Consolidating The Console

UXabre · September 24, 2018, 10:53pm

Lately I’ve started working on the console and the parts supporting it. A big stream of ideas rush in when I fantasize on what could be the next bits that we could add. I hope this could be the area where we can discuss possible other features, needs, hopes, dreams & aspirations.

So far, these are the topics I’m currently either working on or would love to get some feedback on wants & needs. Of course, as always, I’m open to discuss things I haven’t discussed in this introduction:

VNC: removing VNC from javascript/vendors folder as to always have a chance to have the latest greatest (and IMO big plus = increase our coverage by the refactor)
SPICE: the obvious runner-up, change from (outdated) ruby gem to npm package_, which probably requires a new package to consume the latest greatest code, however latest official release from the html5-spice team, however, is 2 years old, I’m trying to get into contact with that community to better understand what the status is of that project, how releases will roll out; etc, seems that there’s contribution from time-to-time_
websockify: currently several ports need to be open to access the console remotely, so far I get push-back from my IT to do this (not unreasonable IMO), even more, this leads to more work if we’re behind a firewall. Would be great if we’d adapt this to be behind a reverse proxy which passes through to websockify’s token based target selection. Think we’d get away from the port-selection process + the security-issues currently joining the current implementation.
Will draw out a more detailed design of this implementation, based on what (I think) I’ve learned so far
websockify: remove the code from javascript/vendors and move to a OS-package which provides this instead
react: of course we’d like to refactor this further to a react-component,there’s already somebody working on a react console, perhaps this can be used for our needs as well
SSH: if we have a console package, we could probably enhance it to also support plain-old SSH
UX: would also like to discuss additional UX-improvement opportunities,
- “in your face”-kinda animations & logging to directly show what’s going on in terms of status and connectivity (…aka the creative fun stuff ) - I have some ideas here, so will probably adapt this with some mock-ups
- automatically reconnect on connection loss
- copy-paste of clipboard content (as far as I can tell, NoVNC supports it)
- popping out the console as an overlay - again, will see to draw some mock-up
- possibility to support multi-monitor set-ups
General: would it also not be great if we had the possibility to configure if a server has support for VNC? Currently console is supported for a few compute resources, but some bare-metal systems provide a VNC endpoint as well (could be that this only works under very specific conditions, but it might be worth the further investigation)?

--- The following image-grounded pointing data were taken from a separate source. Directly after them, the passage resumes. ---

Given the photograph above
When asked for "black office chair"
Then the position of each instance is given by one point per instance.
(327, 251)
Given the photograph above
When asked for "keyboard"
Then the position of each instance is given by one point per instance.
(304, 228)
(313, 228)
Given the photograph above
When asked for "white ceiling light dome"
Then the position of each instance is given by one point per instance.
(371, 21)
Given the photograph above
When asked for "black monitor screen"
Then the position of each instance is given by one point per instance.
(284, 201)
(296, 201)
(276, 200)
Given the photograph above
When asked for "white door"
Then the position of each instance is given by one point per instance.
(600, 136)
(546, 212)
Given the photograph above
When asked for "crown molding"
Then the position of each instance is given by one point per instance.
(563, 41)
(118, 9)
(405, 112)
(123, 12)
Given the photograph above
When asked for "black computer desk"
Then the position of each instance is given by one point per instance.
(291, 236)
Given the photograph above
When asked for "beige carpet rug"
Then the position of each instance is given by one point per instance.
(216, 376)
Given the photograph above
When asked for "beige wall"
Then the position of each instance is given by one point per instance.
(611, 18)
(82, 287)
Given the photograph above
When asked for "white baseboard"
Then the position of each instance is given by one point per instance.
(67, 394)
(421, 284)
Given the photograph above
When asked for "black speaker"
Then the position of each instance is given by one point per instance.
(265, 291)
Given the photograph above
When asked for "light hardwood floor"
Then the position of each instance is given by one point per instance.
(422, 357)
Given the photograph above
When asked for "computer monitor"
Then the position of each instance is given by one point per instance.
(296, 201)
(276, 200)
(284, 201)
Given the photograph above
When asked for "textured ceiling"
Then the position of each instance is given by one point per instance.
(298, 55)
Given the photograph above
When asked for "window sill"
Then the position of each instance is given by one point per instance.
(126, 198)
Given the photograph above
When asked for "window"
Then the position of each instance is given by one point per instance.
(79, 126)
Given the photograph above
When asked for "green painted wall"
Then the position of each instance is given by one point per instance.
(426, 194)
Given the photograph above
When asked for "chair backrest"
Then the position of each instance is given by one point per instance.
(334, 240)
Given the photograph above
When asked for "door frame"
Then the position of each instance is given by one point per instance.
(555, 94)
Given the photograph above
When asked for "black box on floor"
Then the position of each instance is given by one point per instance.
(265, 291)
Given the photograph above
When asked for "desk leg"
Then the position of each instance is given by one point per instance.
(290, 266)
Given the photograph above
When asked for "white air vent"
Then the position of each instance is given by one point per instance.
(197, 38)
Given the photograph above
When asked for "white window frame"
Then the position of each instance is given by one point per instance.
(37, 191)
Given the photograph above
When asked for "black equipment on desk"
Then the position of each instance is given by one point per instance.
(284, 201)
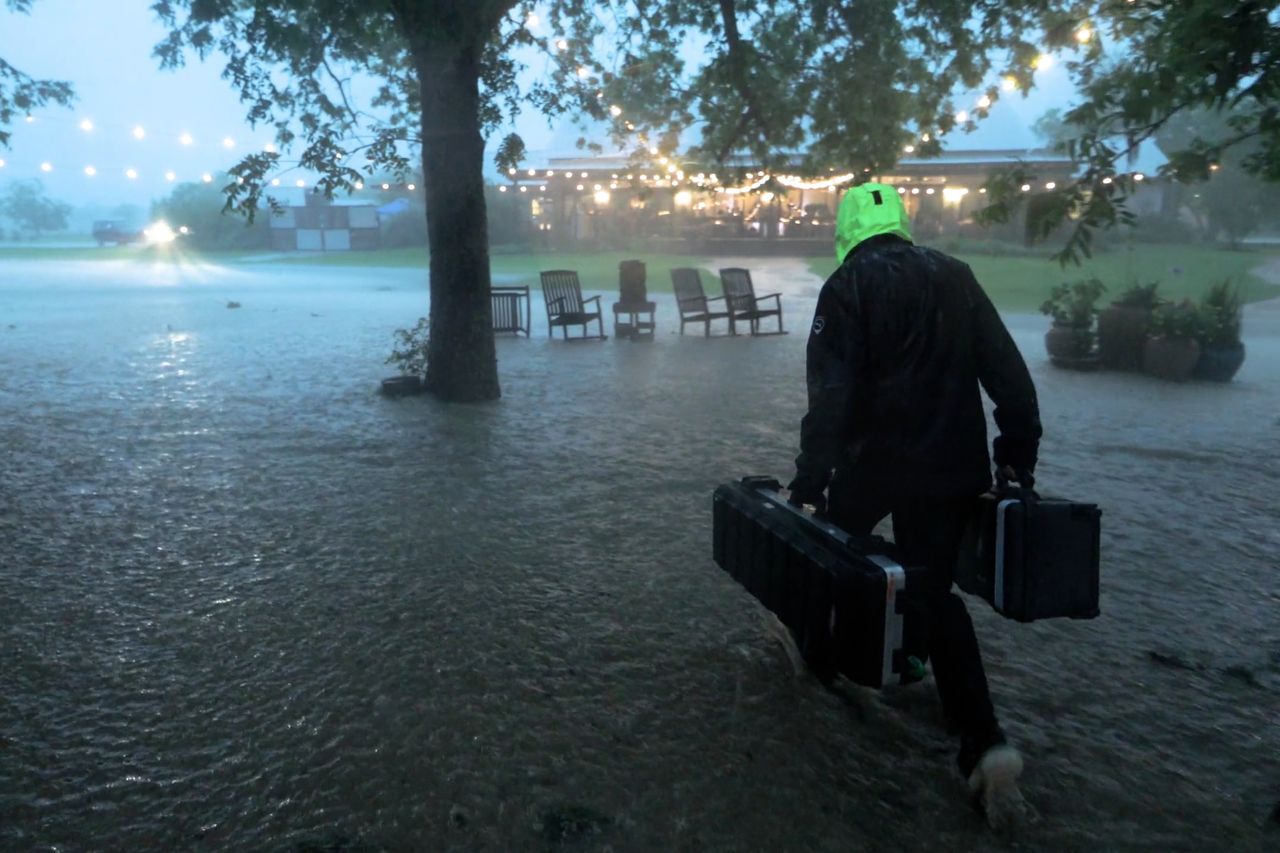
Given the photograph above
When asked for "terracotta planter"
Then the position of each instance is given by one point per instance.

PS, this is my first post on RFC, not sure if I’m doing this to the expectation? Or should I create separate RFC’s for these? Some of these are probably direct action points that could be handled in the issue tracker instead; but as the title said, I wanted to consolidate anything I have in my head so far regarding the console

lzap · September 25, 2018, 8:10am

But this reverse proxy would need to be websocket reverse proxy. Keep in mind we don’t want to introduce another component to the stack, or at least be prepared for some resistance across all levels.

Can you elaborate please? Not sure what you mean, VNC/Spice are very different from SSH protocol. Note there is some work around Cockpit, it already provides a SSH console over websockets kind of service.

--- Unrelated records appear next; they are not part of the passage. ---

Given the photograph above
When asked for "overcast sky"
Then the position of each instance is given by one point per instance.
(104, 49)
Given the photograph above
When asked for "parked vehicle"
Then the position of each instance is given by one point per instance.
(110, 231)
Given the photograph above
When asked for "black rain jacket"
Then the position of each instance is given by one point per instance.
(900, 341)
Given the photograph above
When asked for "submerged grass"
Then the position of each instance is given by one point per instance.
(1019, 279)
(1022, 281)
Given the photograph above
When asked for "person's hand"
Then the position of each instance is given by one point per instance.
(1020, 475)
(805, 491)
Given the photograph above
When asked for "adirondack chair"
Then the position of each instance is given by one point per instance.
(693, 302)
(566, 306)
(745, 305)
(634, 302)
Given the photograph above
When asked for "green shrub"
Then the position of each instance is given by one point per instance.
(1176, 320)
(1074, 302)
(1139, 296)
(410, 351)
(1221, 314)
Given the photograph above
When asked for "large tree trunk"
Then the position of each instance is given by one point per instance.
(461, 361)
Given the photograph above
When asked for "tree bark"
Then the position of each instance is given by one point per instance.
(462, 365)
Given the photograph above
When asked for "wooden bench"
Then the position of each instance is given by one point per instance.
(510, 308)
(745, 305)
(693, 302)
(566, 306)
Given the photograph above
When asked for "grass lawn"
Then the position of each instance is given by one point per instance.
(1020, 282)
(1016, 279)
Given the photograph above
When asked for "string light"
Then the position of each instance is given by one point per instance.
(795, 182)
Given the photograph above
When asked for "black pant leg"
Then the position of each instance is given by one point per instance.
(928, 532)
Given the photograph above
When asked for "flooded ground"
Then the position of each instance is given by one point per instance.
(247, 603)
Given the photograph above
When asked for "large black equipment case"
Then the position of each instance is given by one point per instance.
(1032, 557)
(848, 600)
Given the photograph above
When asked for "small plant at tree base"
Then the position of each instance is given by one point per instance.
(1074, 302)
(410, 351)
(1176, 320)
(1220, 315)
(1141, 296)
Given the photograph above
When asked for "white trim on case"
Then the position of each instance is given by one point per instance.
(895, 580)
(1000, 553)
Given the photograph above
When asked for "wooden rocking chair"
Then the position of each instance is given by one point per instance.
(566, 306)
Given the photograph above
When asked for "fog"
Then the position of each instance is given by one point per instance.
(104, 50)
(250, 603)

That is a very thin ice to be, it’s incompatible and different from vendor to vendor. I think it is not worth the effort, what could be interesting however is IPMI-console over SSH, there is some standard implemented in OpenIPMI.

UXabre · September 25, 2018, 8:36am

I was actually thinking here to try and use mod_proxy_wstunnel, as I would also like to just try and use the tools that are available right now
Please note that I’m still figuring out all the details but, as said, will try to draw this out in a schematic to better communicate the idea.

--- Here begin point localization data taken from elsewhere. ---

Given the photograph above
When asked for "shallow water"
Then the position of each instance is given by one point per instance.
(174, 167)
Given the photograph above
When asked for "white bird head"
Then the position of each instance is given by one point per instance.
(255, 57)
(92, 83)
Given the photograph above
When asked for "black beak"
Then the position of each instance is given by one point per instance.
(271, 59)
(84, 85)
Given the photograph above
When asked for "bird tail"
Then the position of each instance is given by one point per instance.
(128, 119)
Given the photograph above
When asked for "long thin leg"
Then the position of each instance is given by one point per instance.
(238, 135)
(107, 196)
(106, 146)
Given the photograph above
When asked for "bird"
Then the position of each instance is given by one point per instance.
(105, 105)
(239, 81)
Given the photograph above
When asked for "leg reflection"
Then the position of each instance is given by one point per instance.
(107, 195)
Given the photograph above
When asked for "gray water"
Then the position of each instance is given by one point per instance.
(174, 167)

Sorry, didn’t mean to put them in the same bin of protocol types, rather functionality wise they kinda serve a similar purpose: I can remotely control my systems. In my case, for instance, most OSes are text-based, no GUI. In such a case, VNC/Spice provides a lot of overhead and, quite frankly, isn’t very responsive. If we could have an option somewhere to tell the system that we prefer a text-based console that would be nice. I haven’t used cockpit yet, will definitely try it out! If that fits the use-case; then this can be considered redundant and not needed.

Absolutely agree, I think that would probably fit my use-cases better as well. In my preliminary research I also found a lot of differences between vendors.

Anyway, thank you for you valuable insights and input

lzap · September 25, 2018, 8:59am

Looks like it’s in RHEL7, that’s good. Installer changes ahead tho

I am not sure if this is a good approach. VNC/Spice serves as remote console for VM or cloud compute resources. It’s there to be able to get into BIOS or do things in Grub2, before SSH actually starts. It’s a complementary tool, it cannot be replaced.

However I understand the need of having SSH in the WebUI, I’d love to see that for ad-hoc management. This needs Foreman Server to have direct connection to managed hosts, or have some kind of ssh proxy (hop) in between. Take this into consideration when designing this feature.

UXabre · October 12, 2018, 12:02am

Allright, so, finally I can come back with an update on where I got so far. Any reviews on the subject are more then welcome.

First, the overview of the parts that will need changing/implementation (I put them in yellow, embraced by a dotted rectangle)

To make this a bit more consumable, I’ve also drawn a sequence diagram

I’ve also tried to make a breakdown:

(POC) Use file-based token plugin and mock front-end to use different token
- Learn: is token-based concept understood
- Learn: ws_proxy also supports wss out-of-the-box?
A. Create token plugin for websockify to read out HOST:PORT for compute resource
- Python → Foreman: how will we read out this information? Needs investigation

B. If plan A fails or if the benefits are not greater then the pain: write tokens / file and use standard file-based plugin
- Although it would work, perhaps it seems redundant to write down all these connection-tokens (manage file-lifecycle even?)
Adapt apache installer module to include ws_proxy and configure it correctly
- Shifts dependency on websockify to apache
We’ll also need to create a package (deb/rpm) and add this as dependency to apache installation

Last but not least, I’ve tried to list the benefits that I believe this effort will have

Single entry point è piggyback on single HTTPS port!
Out-of-the-box WSS-support by re-using existing SSL-certs
No more scanning for available TCP-ports etc
Removed logical console limit (was 30, already a nice and high number but now logically unconstrained)
Completely severed life-cycle for Websockify (run it as a service?)
Implied: easier to get latest greatest websockify & patches

For sure, the security aspects might be a bit naive from my end; would really like to learn if someone could take a look at this approach if I’m not proposing a security hole of biblical proportions (for instance, because I’d piggy back on the HTTPS endpoint of apache to provide TLS)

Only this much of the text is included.